CN114928788B

CN114928788B - A method for decoding sound field playback space based on sparse plane wave decomposition

Info

Publication number: CN114928788B
Application number: CN202210370600.1A
Authority: CN
Inventors: 曾向阳; 洪汐; 杜博凯; 路东东
Original assignee: Northwestern Polytechnical University
Current assignee: Northwestern Polytechnical University
Priority date: 2022-04-10
Filing date: 2022-04-10
Publication date: 2025-02-21
Anticipated expiration: 2042-04-10
Also published as: CN114928788A

Abstract

The present invention belongs to the technical field of spatial sound field playback, and specifically relates to a sound field playback spatial decoding method of high-order Ambisonics based on sparse plane wave decomposition. The method realizes sound field playback through two stages. The first stage pre-acquires the driving function of the loudspeaker system to play back plane waves in different directions, which is called the pre-calculation stage; the second stage performs sparse plane wave decomposition on the target sound field to calculate the playback driving function, which is called the playback decoding stage. The present invention uses the spherical harmonic domain sparse plane wave decomposition method to play back the sound field, and effectively improves the sound field playback accuracy when the target sound field is generated by a small number of sound sources. The method of the present invention is simple and low in cost, and can use the spherical harmonic coefficients of the target sound field with lower orders to achieve higher-precision playback; it has a good computing speed, and the plane wave generator of the playback system can be measured and calculated in advance, and the loudspeaker system drive signal can be quickly obtained in the playback stage; at the same time, a larger optimal listening range is guaranteed.

Description

Sound field replay space decoding method based on sparse plane wave decomposition

Technical Field

The invention belongs to the technical field of space sound field reproduction, and particularly relates to a sound field reproduction space decoding method of high-order Ambisonics based on sparse plane wave decomposition.

Background

Playback of sound fields using speaker arrays is an important way to achieve acoustic virtual reality and has been widely studied in recent decades. The purpose of sound field playback is to provide listeners with a different auditory experience, such as listening to music, watching a movie, or playing an electronic game, etc. Higher order Ambisonics (High Order Ambisonics, HOA) is a common sound field playback method. HOA is divided into encoding and decoding stages. In the encoding stage, the target sound field is decomposed in the spherical harmonic domain to obtain a group of spherical harmonic coefficients representing the original sound field. The loudspeaker array drive function is obtained in the decoding stage such that the spherical harmonic coefficients of the playback sound field are the same as the spherical harmonic coefficients obtained in the encoding stage.
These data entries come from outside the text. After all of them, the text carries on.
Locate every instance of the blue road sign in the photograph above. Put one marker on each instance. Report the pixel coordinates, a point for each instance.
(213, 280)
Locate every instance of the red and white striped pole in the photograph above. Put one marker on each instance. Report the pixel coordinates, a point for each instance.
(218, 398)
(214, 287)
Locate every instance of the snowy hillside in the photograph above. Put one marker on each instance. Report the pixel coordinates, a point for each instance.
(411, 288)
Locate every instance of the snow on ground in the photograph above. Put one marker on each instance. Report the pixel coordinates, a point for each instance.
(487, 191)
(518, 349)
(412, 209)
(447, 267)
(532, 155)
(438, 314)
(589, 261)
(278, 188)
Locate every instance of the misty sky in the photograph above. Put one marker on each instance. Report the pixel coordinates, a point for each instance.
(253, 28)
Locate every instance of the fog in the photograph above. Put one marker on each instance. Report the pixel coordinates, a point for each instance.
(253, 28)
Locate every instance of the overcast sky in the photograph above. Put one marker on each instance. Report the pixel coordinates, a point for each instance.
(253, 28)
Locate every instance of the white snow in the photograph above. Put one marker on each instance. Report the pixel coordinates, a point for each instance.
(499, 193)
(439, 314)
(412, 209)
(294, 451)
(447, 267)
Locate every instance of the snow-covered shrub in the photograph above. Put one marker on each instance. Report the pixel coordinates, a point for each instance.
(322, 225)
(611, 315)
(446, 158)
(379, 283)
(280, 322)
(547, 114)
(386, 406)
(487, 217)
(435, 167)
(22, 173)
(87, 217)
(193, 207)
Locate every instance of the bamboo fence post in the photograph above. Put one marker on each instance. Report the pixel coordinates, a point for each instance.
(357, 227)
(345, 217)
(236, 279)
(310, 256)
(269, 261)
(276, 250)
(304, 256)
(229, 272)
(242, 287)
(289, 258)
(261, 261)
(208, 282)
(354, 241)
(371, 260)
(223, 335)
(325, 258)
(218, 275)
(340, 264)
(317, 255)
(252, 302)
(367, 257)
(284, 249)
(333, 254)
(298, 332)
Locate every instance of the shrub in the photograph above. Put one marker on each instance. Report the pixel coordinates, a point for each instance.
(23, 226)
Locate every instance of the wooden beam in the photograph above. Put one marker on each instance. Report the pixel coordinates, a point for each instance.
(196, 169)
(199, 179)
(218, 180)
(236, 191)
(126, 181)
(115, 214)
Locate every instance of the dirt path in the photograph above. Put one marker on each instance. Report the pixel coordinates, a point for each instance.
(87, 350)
The existing HOA decoding method is usually a mode matching method (Poletti M A.Three-dimensional surround sound systems based on spherical harmonics[J].J.Audio Eng.Soc,2005,53(11):1004–1025.),, i.e. decomposing the sound field into a set of superimposed spherical harmonics (basis functions) under the spherical coordinate system, and using spherical harmonics modes between the primary sound field and the playback sound field to perform matching to solve the driving function of the secondary sound source (loudspeaker array). However, with the sound field playback method of the mode matching method, the recorded sound field order of the target sound field has a great influence on the measurement accuracy and the optimum spot size. The size range of the optimum spot is inversely proportional to frequency and proportional to the mode order. At a constant mode order of 4, the size of the optimum point is reduced to be smaller than the size of the human head at a frequency of 2 kHz.

In order to improve the replay performance and ensure that the optimal spot size is in a certain range, the invention provides a high-order Ambiosonic decoding method based on sparse plane wave decomposition under the condition that a target sound field is controlled by a small number of sound sources.

Disclosure of Invention

In order to avoid the defects of the prior art, the invention provides a high-order Ambisonics decoding method based on sparse plane wave decomposition.

Technical proposal

The invention adopts a plane wave sparse decomposition method of spherical harmonic domain to decompose the target sound field into a limited number of plane waves, and replay the target sound field according to a pre-obtained replay system plane wave driving function.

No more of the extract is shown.